[2014_04_29_01]遺跡からの警告 地震考古学 13部 南海トラフ編 古墳時代4 相模でも激しい揺れ 関東大震災を上回る(東奥日報2014年4月29日)
 「神奈川県の遺跡には、4〜5世紀に起きたすさまじい地震の痕跡が残っている。1923年の関東大震災や1703年の元禄地震より大きく、県全域がほぼ壊滅状態だった」。地形学研究者の上本進二さんが言う。
 太平洋側で地震や津波、富士山噴火が相次ぎ、山梨、静岡、神奈川県から大古墳が消える「空白の5世紀」。神奈川県は火山灰の影響が少ない東部でも遺跡が激減しており、「遺跡の状況からみて、相模トラフの大地震と津波に襲われたのではないか」と話す。

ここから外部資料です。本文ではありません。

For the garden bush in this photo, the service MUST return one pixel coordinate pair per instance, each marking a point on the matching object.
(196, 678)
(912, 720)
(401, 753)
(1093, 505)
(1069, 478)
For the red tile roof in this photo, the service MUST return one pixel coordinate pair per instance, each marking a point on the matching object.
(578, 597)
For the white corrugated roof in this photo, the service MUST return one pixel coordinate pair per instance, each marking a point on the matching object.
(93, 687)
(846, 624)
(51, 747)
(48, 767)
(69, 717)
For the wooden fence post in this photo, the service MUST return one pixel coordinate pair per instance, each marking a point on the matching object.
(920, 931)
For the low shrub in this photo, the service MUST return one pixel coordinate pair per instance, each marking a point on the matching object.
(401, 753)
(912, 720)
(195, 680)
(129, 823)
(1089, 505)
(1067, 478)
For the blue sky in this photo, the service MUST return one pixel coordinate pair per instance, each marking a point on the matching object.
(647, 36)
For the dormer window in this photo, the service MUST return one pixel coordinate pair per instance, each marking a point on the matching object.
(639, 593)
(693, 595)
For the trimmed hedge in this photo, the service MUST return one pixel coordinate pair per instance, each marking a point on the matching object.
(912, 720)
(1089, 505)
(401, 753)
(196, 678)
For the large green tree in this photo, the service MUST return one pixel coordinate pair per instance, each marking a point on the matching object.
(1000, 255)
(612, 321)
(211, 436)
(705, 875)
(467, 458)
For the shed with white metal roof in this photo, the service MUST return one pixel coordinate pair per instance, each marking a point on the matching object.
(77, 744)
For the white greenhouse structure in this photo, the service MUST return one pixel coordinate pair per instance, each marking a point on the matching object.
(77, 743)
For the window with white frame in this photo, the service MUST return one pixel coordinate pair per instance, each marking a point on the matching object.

 フィリピン海プレートが陸側プレートの下に沈み込む相模トラフ沿いでは、関東大震災のようなマグニチュード8級の巨大地震が繰り返し発生。元禄地震は関東大震災より大きく、房総半島も合わせ、地震と津波で約1万人が死亡したという。
 上本さんは神奈川県立高校で地理を教える傍ら、遺跡の発掘現場で25年以上、地質を調査。2012年の退職後も研究を続け、県内で約120の地震跡を確認した。
 地震の年代は4〜5世紀に集中し、被害も甚大だ。例えば、茅ヶ崎市の臼久保遺跡では幅十数メートルの地割れが発生。藤沢市の慶応義塾湘南藤沢キャンパス内遺跡は、当時の集落跡を幅6メートルの地割れが引き裂き、竪穴住居の床面が上下にずれた。
 一色遺跡(二宮町)と引地遺跡(伊勢原市)にも同時期の大きな地割れがあり、中に土器を供えてあつた。「これだけの大地震なら余震も相当あっただろう。早く収まるように儀式をしたのでは」と上本さん。
 三浦半島の間口洞穴遺跡では古墳時代(4〜6世紀)の落盤跡が報告されており、津波が原因の可能性もあるという。
 当時の関東は、湧き水が豊富な丘陵の谷あいで稲作をしていた人々が、広い平野へ進出し始めたころ。その出はなをくじくような大災害だった。
 産業技術総合研究所の寒川旭客員研究員(地震考古学)は「過去300年間では、南海トラフ地震の前後に関東でも相模トラフか直下型の地震が起きた。両トラフは舌状をしたフィリピン海プレートの先端部で影響し合っているように見える。次の南海トラフ地震でも関東の大地震を警戒しなければ」と話す。
 約900万人が住む神奈川県。相模トラフで4〜5世紀並みの地震が起きたらどうなるか。上本さんは、約7万年前に箱根火山から噴出した火山灰の影響を心配する。
 「南関東一円の地下に厚く堆積しており、水を含むと粘土状になり液状化しやすい。家を載せたまま地盤が滑ったり、道路が食い違ったりするだろう。慌てるうちに、海からは津波が押し寄せる。自宅や職場、学校周辺の地質を知り、逃げ場所を考えて」と話した。